Sorrideva, Guido

Lo rivedo in casa sua, che suona e cerca di far suonare il mio bambino.
Era alto e grosso Guido Bosio, e il mio bambino era grande quanto il suo avambraccio. Ma le loro espressioni erano attente e curiose e concentrate sulla tastiera.
Abbiamo passate tante belle serata insieme, a parlar di tutto, io, Guido, Laura, mia moglie Francesca e il piccolo.
Due, tre volte siamo andati anche in un paesino, piccolo come un giocattolo, del basso monferrato, Due sture.
E lo vedevo, spesso, io, a Guido.
Lo vedevo camminare lungo il viale con i suoi amici. Era inconfondibile, lui. Il più grosso, il più sorridente.
E lo vedevo passeggiarre con Laura Bosio, la figlia scrittrice che lo ha reso felice perché gli è stata sempre accanto, fino alla fine.
Uscendo dalla chiesa, Laura ha fatto suonare la musica preferita di Guido (e che ora non ricordo).
Sorrideva, Guido. Perché a volte, morire non fa male.

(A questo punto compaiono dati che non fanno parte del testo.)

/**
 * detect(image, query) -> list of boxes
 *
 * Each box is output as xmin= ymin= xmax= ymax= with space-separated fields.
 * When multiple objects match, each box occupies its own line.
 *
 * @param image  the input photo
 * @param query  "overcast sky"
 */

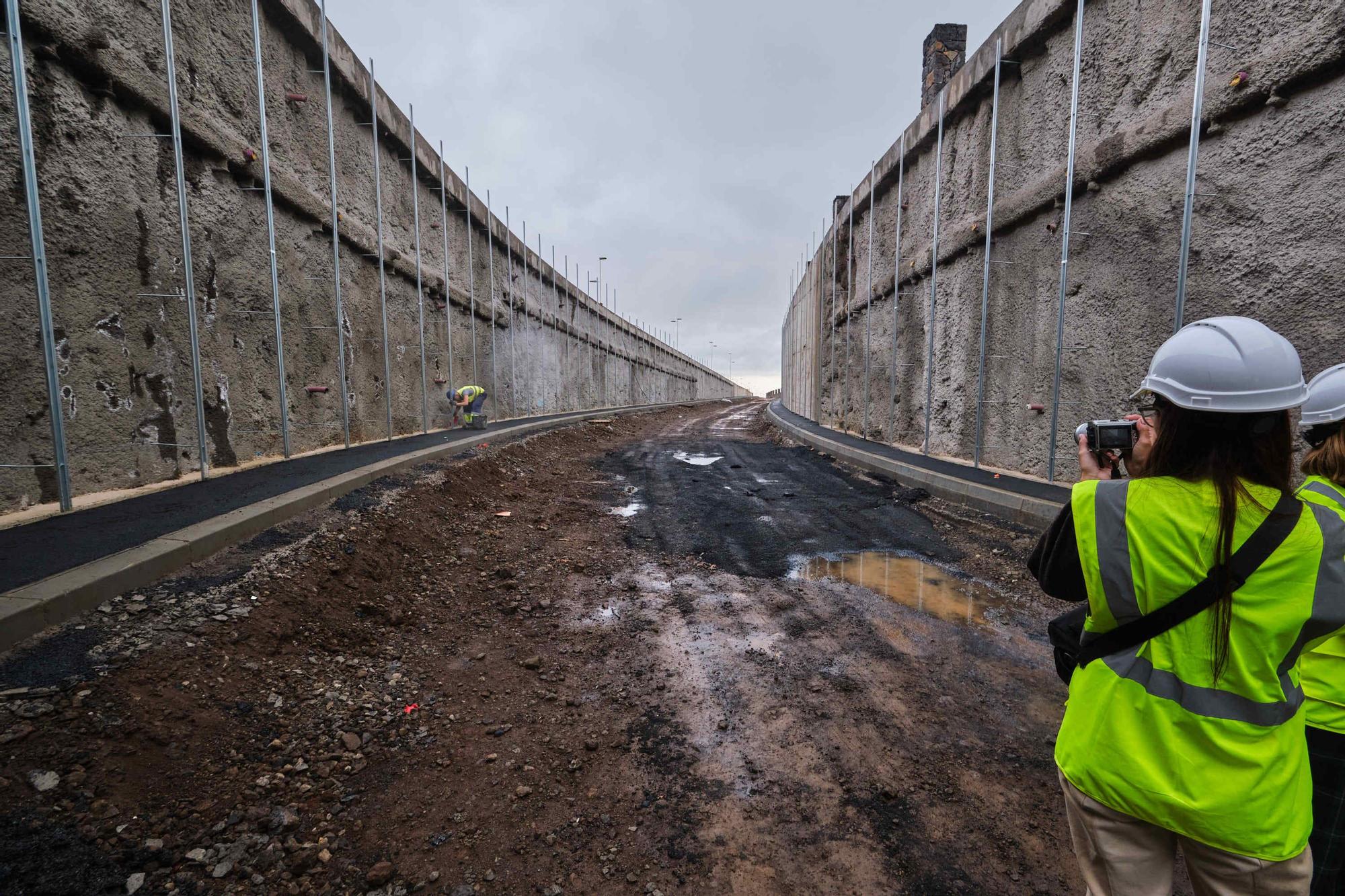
xmin=327 ymin=0 xmax=1015 ymax=394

Senti Guido, voglio fare, ora, qualcosa di irriverente. Qualcosa che non si fa, quando uno muore. Io voglio ridere, ma con te. O meglio: voglio farti ridere.
Ascolta. Al tuo funerale, non lontano da me, c’era un signore composto e attento. Verso la fine della cerimonia ha domandato:
Ma chi è morto?
E’ morto Guido Bosio, gli han detto.
Guido, ma davvero?
E i suoi occhi, che si son fatti tristi, hanno guardato la bara.
Insomma, era lì, lui, per passare un po’ di tempo, mica sapeva. C’è rimasto sai?

Guido grazie: tutte le volte che son stato con te ho riso anche io, contagiavi tu.